11、末因劉先鵬確為首揭和解筆錄之原告,而得依和解筆錄內容向該和解筆錄之被告尹孏婷追索債務,因時下不乏委託受理催收債務之公司行號或私人討取債款,該等受託人或使用寄發存證信函、電話通知、親自到訪、配合律師進行協商,或向法院聲請支付命令或持本票聲請裁定強制執行等方式,不一而足;則不論張立名是否為尹孏婷債務之債權人之一,或係受託討債,抑或事後受讓取得部分、全部債權,咸非判斷其討債是否使用不法手段之決定因素,故就此應毋庸贅斷。而據陳如喬前揭證詞,雖得認張立名、劉先鵬進入公司之初,渠等或對告訴人大聲言語,期間尚曾出言罵之,然此 容渠 等對尹孏婷遲未履行依和解筆錄所負之還款義務,又曾子忠避債甚久,而心存不悅、不滿,此尚合於人情之常;而曾子忠於100年3月8日與被告2人協商債務時,未曾表示要離開現場,亦未向數次在場之陳如喬求援或示意,簽發本票或有不情願,但其則此可認係一般債務人有吝於償付全部債務之情緒使然;又雖依其每月平均5萬元之收入而言,按月支付3萬元,以及最後連同其餘本息及費用綜合計算而簽發面額280萬元之本票,可能對其生活造成影響,且程度甚鉅,然觀之其後曾子忠遷居避走他處、更換電話不與被告張立名等人聯絡,又與被告張立名相約協談債務後屢次失信未到等情,則其簽立該等本票之初,苟係出於虛與委蛇,欲託詞應付,俾被告2人願意、甘心離開其公司,俟日後狀況再予盤算,本不能認係受到強制、恐嚇下所為;佐諸上述和解筆錄所應支付之金額不含利息即多達200萬元,償還該等債務之本息本可預見勢將造成經濟上負擔,又曾子忠所應允之前5月之月付金額3萬元未逾薪資,尚有餘額約2萬元,在其幼子交由政府機關安置後,要非全無可能負荷,況其與尹孏婷為配偶,又為尹孏婷業務侵占案件中之共同被告,其本身雖獲判無罪,然仍不脫關係【見前貳二
(四)4】,申言之,其簽發本案本票有其背景緣由,可能之動機、想法紛多,故難認為其同意承受依其能力或屬勉強之本票債務,率而反推必起於被告等有何強暴、脅迫、恐嚇,而影響其意思決定自由之行為。
(五)綜上所述,被告張立名、劉先鵬固確於100年3月8日前往富誠貨運公司尋找告訴人曾子忠,並催討債務,而由告訴人簽發本票,然因告訴人不利被告等人之指訴,因就被告2人是否涉嫌強制、恐嚇等罪之重要情節確有前後不一之情形,除有誇大、渲染之疑外,已然影響其關於其基本事實之敘述,且存有與事實不符及背於常理之瑕疵,洵不足憑。
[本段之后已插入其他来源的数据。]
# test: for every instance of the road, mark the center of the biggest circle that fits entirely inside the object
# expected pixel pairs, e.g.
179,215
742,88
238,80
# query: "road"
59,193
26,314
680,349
且告訴人所指於100年3月8日遭被告劉先鵬夥同前去其公司之被告張立名出言恫嚇乙事,以及被告張立名於100年5月間對之恐嚇,並要求轉知尹孏婷等節,除其個人為證外,別無目睹、耳聞之人證,復無客觀具體之證據可資參佐;又告訴人所指此部分其先後於100年3月8日遭恐嚇及強制、於100年5月間遭恐嚇之時間,尹孏婷均仍在監服刑,顯然全未目睹,是尹孏婷於警詢、偵查中就被告2人於此段期間所為之證詞,無非聽聞告訴人曾子忠轉述,自無由憑以補強告訴人指述之真實性。再據告訴人曾子忠於本院審理時陳明:所稱100年3月8日前遭被告恐嚇之情,並無證據可以證明;伊於100年5月初,在大魯閣保齡球場附近,交付3萬元與被告張立名時,被告張立名對伊講恐嚇話語,當時無人聽聞,被告張立名恐嚇伊之行為,僅有簡訊部分可以證明等語在案(參本院卷第
157、160頁),且其於本院審理中尚陳:與被告間僅在公司談過1次,其他僅2次在前租屋處,與被告間談論本案債務共3次,3次談話內容可能混淆,對於被告講話內容或有記憶不清之情等語;益徵別無其他證據得用以核實告訴人曾子忠單一、片面且與事實、常情不符,又恐有混淆之說詞。從而,公訴人所指出證明之方法,尚未達於通常一般之人均不致有所懷疑,得確信其為真實之程度,而有合理性懷疑之存在。此外,復查無其他積極證據足認被告2人確有檢察官所訴於100年3月8日共同強制、恐嚇之犯行或被告張立名有於100年5月間恐嚇之犯行,被告
2人此部分犯罪即屬不能證明,揆諸首揭法條及判例意旨說明,自應為 就渠 等被訴於100年3月8日間之共同強制、恐嚇部分為被告2人無罪之諭知。另關於被告張立名被訴於100年5月間之恐嚇犯罪,因若此部分成立犯罪,與其嗣後於100年8月間傳發恐嚇內容簡訊之用意均為索討本案債務,在見債權恐不獲清償之情形下所為,而公訴人亦認此部分與前揭論罪科刑部分,具有接續犯之實質上一罪關係(參本院卷第150至151頁),爰就被告張立名被訴於100年5月間犯恐嚇罪部分,不另為無罪之諭知,附此敘明。
據上論斷,應依刑事訴訟法第299條第1項前段、第301條第1項,刑法第305條、第41條第1項前段、刑法施行法第1條之1,判決如主文。
本案經檢察官戴瑞麒到庭執行職務。
中華民國102年2月18日
刑事第四庭法官戴韻玲以上正本證明與原本無異。
如不服本判決應於收受送達後10日內向本院提出上訴書狀,並應敘述具體理由。其未敘述上訴理由者,應於上訴期間屆滿後20日內向本院補提理由書(均須按他造當事人之人數附繕本)「切勿逕送上級法院」。告訴人或被害人如對於本判決不服者,應具備理由請求檢察官上訴,其上訴期間之計算係以檢察官收受判決正本之日期為準。
中華民國102年2月18日
書記官附錄法條:
中華民國刑法第305條(恐嚇危害安全罪)以加害生命、身體、自由、名譽、財產之事,恐嚇他人致生危害於安全者,處2年以下有期徒刑、拘役或3百元以下罰金。